The Common Operational Data Layer. Quantum-ready. Zero trust.
Catalyst is the CODL — the foundational data layer of CODA™. Contested environments have connectivity, but the network itself is hostile. Adversaries reroute traffic, hijack BGP, issue fraudulent certificates, and record encrypted data for future quantum decryption. Catalyst delivers zero trust when you cannot trust the network.
The Operating Reality
The Russia-Ukraine conflict proved that internet access survives sustained military operations — but the network becomes a weapon. These threats compound when coalition partners share data across contested infrastructure.
Traffic Rerouting
After occupying Kherson, Russian forces rerouted local internet through Rostelecom for passive surveillance of all unencrypted traffic.
BGP Hijacking
Rostelecom conducted BGP hijacks affecting thousands of routes, silently redirecting traffic through Russian infrastructure without detection.
Fraudulent Certificates
Russia created its own TLS Certificate Authority, enabling machine-in-the-middle interception of HTTPS traffic across occupied regions.
Satellite Destruction
Russian GRU operators wiped Viasat KA-SAT modems across Europe on invasion day, disabling satellite communications for Ukrainian military units.
Deep Packet Inspection
Myanmar's military deployed Chinese-manufactured DPI equipment at ISP peering points for real-time interception of all traffic.
Harvest Now, Decrypt Later
Adversaries record today's encrypted traffic for future quantum decryption. In contested environments where traffic is already intercepted, this is the expected operating model.
How Catalyst Solves This
The Common Operational Data Layer — a decentralized service mesh that connects organizations into a unified data-sharing fabric — without centralized infrastructure, without trusting the network, and with protection against both current and quantum-era threats.
Post-Quantum Encryption on Every Link
Every byte travels inside a QUIC tunnel encrypted with X25519MLKEM768 — a hybrid cipher combining classical X25519 with post-quantum ML-KEM-768. Always present, not optional. Applications that add mTLS get a second, independent encryption layer with different CAs and key material.
Zero Trust Without a Center
Each node generates its own Root CA on first boot. Trust is established through out-of-band certificate exchange — no central CA server needed. Certificate-bound tokens (RFC 8705), SPIFFE identity on every service, and 1-hour certificate lifetimes eliminate the need for revocation infrastructure.
BGP-Style Routing
Modeled after the protocol that routes the internet, Catalyst nodes discover each other through direct peering. Routes propagate organically. When connectivity is lost, each node continues operating with its last-known state.
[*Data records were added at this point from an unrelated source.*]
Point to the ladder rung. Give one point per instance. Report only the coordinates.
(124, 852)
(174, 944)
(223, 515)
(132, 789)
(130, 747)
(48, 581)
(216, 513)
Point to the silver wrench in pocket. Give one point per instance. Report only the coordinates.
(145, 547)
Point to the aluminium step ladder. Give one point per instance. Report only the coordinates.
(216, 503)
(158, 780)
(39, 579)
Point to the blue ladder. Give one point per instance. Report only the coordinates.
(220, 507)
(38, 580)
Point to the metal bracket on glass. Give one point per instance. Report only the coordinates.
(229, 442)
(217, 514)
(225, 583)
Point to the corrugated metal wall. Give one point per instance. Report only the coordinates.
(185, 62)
Multi-Party Coordination by Design
When two organizations decide to share data, they exchange Root CA certificates out of band and mint tokens defining access. No shared infrastructure, no common identity provider, no VPN tunnel to a joint operations center. Each organization maintains full sovereignty.
Compliance Posture
Catalyst satisfies two converging compliance mandates — post-quantum cryptography and zero trust — in a single deployment.
Post-Quantum Key Exchange
FIPS 203 (ML-KEM) — deployed and confirmed working in Envoy 1.33+ with BoringSSL's ML-KEM implementation. Not a roadmap item.
Zero Trust Architecture
Aligned with DoD Zero Trust Strategy, NIST SP 800-207, and CISA ZTMM v2.0. Designed for DDIL environments where centralized models like DISA Thunderdome fail.
CNSA 2.0 Timeline
On track for the NSA mandate requiring post-quantum algorithms in all National Security Systems by 2030. PQ certificate signatures (ML-DSA) architecture-ready.
DDIL Operations
Native support for denied, disrupted, intermittent, and limited connectivity environments. Aligned with Army T-ICAM requirements for zero trust at the tactical edge.
Deployment Model
Catalyst's default deployment runs on Orbis-managed commercial cloud infrastructure — but its decentralized architecture means it can run on any infrastructure your mission requires.
Default: Managed Commercial Cloud
Out-of-the-box, Catalyst runs on Orbis-managed commercial cloud infrastructure — providing global reach, DDoS resilience, and zero-trust network controls with no client infrastructure required to get started.
On-Premises Deployment
Catalyst nodes can be deployed on client-managed hardware — bare metal, VM, or container — in any facility. No dependency on external services once deployed. Fully air-gappable for classified and sensitive compartmented environments.
Sovereign & Private Cloud
Deploy on AWS GovCloud, Azure Government, C2S, or any sovereign cloud of choice. Catalyst has no hard dependency on a specific cloud provider — it runs wherever Envoy and Linux run.
Tactical Edge & DDIL
Catalyst nodes operate autonomously without persistent connectivity — designed for denied, disrupted, intermittent, and limited (DDIL) environments at the tactical edge where centralized architectures fail.
Post-quantum. Zero trust. Decentralized. Deployed today.
For organizations that operate where the network is hostile, the infrastructure is unreliable, and the adversary is already listening.